Data Analysis on the Values of Wines
The skills the author demoed here can be learned through taking Data Science with Machine Learning bootcamp with NYC Data Science Academy.
If you ever had to make up your mind staring at dozens of similarly priced bottles of Californian Cabernet in a wine store, or if you wanted to learn more about the background data of the wine you just tried when travelling, then you probably know of Vivino.
It’s the SoundHound of wines. Just take a picture of the label, and Vivino will match it to one of the 1+ billion label photos in its database and then deliver all its basic information.
Launched in 2010 in Denmark by Heini Zachariassen (check out his youtube channel), it quickly built a massive community of users ranging from casual drinkers to wine experts. Today Vivino has 43 million registered users who rate wines, write reviews and like each other’s posts.
In 2017, Vivino decided to capitalize on their vast network and launched a wine marketplace, where wineries and merchants register to sell their wines. Tens of thousands of wine items are sold on Vivino globally, with about 14,400 available when accessing from the U.S. East Coast. This is a typical picture on the front page:
With so many wines listed by the merchants, the question for Vivino is, which ones are good deals?
If there is a way to estimate the ‘true’ price of the wine, Vivino could signal to its loyal customers that some wines are priced much below their value. And there are many reasons why a good wine may be offered at a discount: it may be a promotion by the merchant, a liquidation of stock, or sometimes just an oversupply from a good vintage year.

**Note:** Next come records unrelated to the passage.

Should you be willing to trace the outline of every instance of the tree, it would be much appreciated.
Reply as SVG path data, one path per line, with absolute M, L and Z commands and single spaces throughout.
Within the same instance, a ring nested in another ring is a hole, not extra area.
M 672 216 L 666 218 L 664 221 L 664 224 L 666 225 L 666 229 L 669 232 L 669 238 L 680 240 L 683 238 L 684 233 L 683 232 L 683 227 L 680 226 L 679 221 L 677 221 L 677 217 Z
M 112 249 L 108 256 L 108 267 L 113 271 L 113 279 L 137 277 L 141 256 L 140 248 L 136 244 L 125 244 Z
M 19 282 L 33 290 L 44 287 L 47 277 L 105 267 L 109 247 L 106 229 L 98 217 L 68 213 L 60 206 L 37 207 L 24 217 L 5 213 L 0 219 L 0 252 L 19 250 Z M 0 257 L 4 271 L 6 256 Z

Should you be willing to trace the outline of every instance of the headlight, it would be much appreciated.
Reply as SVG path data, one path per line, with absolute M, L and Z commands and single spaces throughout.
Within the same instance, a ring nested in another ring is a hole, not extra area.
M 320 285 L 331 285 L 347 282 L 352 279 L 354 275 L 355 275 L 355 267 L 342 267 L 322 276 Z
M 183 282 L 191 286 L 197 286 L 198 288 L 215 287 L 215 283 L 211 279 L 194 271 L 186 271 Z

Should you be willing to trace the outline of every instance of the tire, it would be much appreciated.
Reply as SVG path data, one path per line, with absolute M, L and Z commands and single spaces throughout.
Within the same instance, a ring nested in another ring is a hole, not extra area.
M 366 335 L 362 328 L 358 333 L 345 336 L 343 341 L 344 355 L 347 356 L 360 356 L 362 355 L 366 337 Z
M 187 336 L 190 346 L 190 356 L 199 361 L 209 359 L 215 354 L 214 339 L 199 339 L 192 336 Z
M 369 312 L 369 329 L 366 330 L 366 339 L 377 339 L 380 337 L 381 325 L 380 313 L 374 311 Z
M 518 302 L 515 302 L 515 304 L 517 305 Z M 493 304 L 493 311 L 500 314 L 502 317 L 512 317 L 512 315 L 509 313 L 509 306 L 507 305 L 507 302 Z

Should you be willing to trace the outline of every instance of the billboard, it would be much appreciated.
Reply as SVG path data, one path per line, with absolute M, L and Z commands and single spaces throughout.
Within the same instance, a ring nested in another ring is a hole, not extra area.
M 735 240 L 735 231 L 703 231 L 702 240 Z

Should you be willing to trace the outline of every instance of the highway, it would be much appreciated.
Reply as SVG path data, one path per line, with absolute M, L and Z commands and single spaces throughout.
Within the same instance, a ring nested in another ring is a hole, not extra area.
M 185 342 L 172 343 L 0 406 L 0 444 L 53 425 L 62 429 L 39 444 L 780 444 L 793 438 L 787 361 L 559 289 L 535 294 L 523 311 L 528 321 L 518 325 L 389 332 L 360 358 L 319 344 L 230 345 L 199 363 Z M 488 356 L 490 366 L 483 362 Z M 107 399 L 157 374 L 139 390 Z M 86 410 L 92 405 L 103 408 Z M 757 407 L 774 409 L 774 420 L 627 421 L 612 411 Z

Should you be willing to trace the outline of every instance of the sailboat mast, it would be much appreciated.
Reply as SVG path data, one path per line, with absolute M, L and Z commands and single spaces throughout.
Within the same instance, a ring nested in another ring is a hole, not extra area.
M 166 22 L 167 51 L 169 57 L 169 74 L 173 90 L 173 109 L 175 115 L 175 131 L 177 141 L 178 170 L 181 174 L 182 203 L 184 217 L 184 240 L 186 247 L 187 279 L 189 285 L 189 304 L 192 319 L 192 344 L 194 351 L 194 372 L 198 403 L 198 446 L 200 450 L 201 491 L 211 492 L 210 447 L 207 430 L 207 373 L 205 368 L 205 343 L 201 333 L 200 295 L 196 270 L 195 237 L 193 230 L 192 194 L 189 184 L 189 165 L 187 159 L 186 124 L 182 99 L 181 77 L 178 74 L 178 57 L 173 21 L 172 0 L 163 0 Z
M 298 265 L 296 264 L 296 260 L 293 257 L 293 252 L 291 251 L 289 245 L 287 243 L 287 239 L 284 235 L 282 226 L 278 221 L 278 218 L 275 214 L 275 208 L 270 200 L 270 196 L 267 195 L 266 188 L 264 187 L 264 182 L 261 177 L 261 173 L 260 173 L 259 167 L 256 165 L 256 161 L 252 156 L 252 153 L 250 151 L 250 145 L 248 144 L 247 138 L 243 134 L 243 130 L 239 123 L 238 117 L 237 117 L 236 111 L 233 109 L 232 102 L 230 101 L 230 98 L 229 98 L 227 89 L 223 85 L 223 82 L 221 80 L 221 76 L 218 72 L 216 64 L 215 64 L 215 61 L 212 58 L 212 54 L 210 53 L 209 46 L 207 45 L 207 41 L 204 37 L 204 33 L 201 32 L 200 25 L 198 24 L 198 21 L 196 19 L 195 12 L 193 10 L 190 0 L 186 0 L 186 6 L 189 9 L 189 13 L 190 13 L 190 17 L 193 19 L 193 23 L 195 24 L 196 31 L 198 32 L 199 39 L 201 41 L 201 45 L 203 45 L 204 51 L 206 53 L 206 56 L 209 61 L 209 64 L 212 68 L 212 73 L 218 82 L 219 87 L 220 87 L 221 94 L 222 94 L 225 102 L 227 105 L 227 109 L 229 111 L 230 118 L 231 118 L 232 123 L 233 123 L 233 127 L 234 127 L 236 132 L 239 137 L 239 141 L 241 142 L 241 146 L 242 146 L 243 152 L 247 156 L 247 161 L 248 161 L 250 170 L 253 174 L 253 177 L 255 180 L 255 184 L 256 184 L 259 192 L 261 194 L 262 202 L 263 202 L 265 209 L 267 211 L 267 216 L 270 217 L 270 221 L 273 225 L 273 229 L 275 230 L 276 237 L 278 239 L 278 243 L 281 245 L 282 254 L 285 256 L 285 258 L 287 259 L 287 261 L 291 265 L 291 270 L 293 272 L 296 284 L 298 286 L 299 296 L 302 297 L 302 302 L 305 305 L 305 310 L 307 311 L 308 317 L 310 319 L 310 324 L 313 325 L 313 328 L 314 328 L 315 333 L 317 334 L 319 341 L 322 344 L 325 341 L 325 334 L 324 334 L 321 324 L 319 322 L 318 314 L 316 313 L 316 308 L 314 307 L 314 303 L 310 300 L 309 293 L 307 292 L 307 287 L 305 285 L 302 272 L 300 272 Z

But can Vivino quickly identify the fair price range of a bottle without having to rely entirely on manual verification?
Exploring the data
An important number to remember when scraping dynamic websites with Selenium is 86,400. That’s the number of seconds per day. Selenium spent about 4-5 seconds navigating each wine page, which means a hard cap of only 20,000 samples per day. For many machine learning applications, this is a [very] small dataset.
With that said, Vivino had only 14,400 items currently selling in the U.S., so all of them got scraped. For each wine, 13 key characteristics were obtained:
We first explore the data visually to verify if the price is correlated with any of the features. As we can see, prices have 67% correlation with the average rating – wines with higher ratings are usually more expensive. There is also a slightly negative correlation with the number of ratings, and the relationship resembles the typical inverse price/quantity curve.
However, there is still lots of variability. One great 4.2-star wine can be priced at $20 and another at $200! A lot of variability in the wine prices comes from perceived quality, as opposed to any objective characteristics. This variability may be explained by other predictors such as expert reviews or social media mentions and probably has a good deal of irreducible, natural variation.
Wine styles and countries of origin clearly have explanatory power, with medians ranging from $20-25 to $60-80. These are clearly good predictors of price:
However, we should be cautious and resist the temptation of throwing all the features into the model. This may lead to overfitting and reduce the predictive power on out-of-sample, previously unseen data.
For example, the specific winery and the vintage certainly influence the price but we had to remove them from the predictive features b/c they were too granular (less than 3 wine items per winery).
Modelling the price
We built a few simple models to capture the relationship between the features and the price. Because the relationship is complex and highly non-linear, a one-layer fully-connected neural network showed the best results both in-sample and out-of-sample. Ordinary least squares is shown here merely as benchmark; you would not expect it to work well with numerous categorical features and a modest dataset.
The model can predict the price with Mean Absolute Error of about $10 and R2 of about 75%. The percentage price difference is distributed quasi-normally, so we can infer that the model probably has extracted all useful information there was in our limited scraped features.
For our practical purposes, the most interesting part of this curve is on the right side, where our model thinks about 10% of the items must be priced at least 50% higher than the current listed price at Vivino. These are the candidates to be promoted as great deals!
For a quick reference on converting categorical features (e.g. 1,149 wine-producing regions) into machine-learnable format, selecting the feature subsets and comparing models' performance, please see the project's github.
Conclusions
We built a model that explains about 75% of variability in the wine prices, and for about 10% of the items, the model predicts a 1.5x higher price than the actual one. The system could flag such items automatically and pass it for human verification. Such AI-aided marketing may prove to be another way to build customer loyalty and curate Vivino’s relationships with the wineries and merchants.
Probably the most promising direction to improve predictions is analyzing reviews, and typical Vivino wines have thousands of them. As in any online marketplace, the hive mind is usually well-informed. An NLP engine could extract sentiment from these reviews and make our price predictions more precise.
On a more general note, Vivino seems to have the ambition of becoming the Amazon of wine. To succeed in the growing $300 b global wine industry with less than 5% share of online sales, Vivino will need to reinvent itself as data company much the same way Amazon has done.